Tom~
Certainly thousands of duckboats have been 'glassed with polyester resin. I'll be refurbishing my Great South Bay Scooter later this spring - it was 'glassed by my Dad in 1954. The glass is still sound - just been painted too many times.
Is your boat plywood? Better chance for success if yes.
Either way, I do not think you can or want to thin the polyester resin. Key is to be sure you use laminating (unwaxed) resin, not the usual stuff you buy (boat supply, auto body) that's intended for the top coat. It has wax in it, which floats to the surface during cure and allows for the resin to harden (polyester only cures in an air-free environment). This is necessary whenever you want or need to sand/grind.
So, I would:
1) Coat entire hull with unwaxed resin.
2) Once it's reasonably hard (it will stay somewhat tacky), roll on a second coat of unwaxed resin.

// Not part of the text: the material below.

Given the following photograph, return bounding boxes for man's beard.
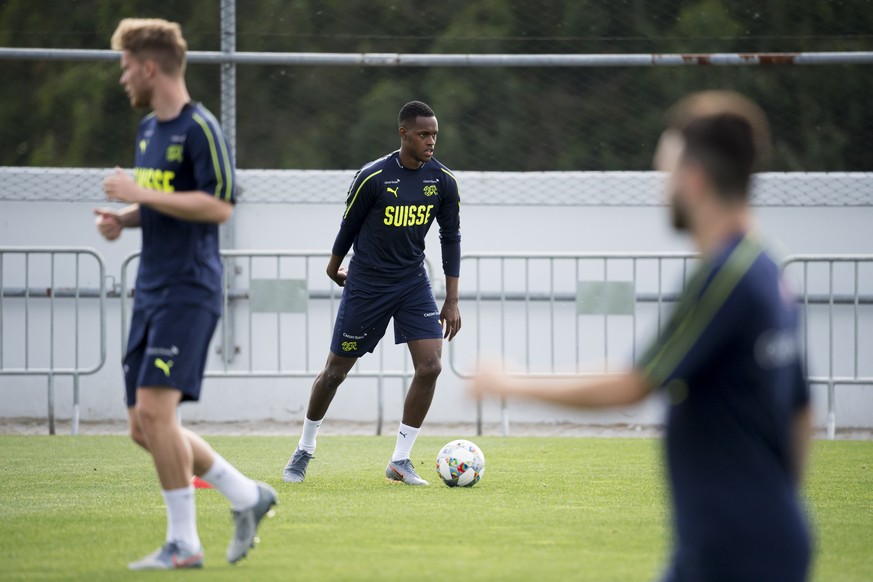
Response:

3) Lay your cloth (6 ounce or 10 ounce) onto the wet resin.
4) Wet out any unsaturated (silvery) spots with unwaxed resin.
5) Once that cures, roll on a final coat of waxed resin.
Again, if you need to grind seams or darts or corners, do so only after after applying waxed resin and letting it cure (heat and/or sunlight helps). The unwaxed (laminating) resin never gets hard enough to grind - you'll just gum up lots of sanding discs.
One other thing: When I have to use polyester, I do it outside. I have heard that, if you can smell it, it's killing you. That may or may not be an overstatement, but I enjoy the "fragrance" only in low doses. It'll linger in a shop for months or years.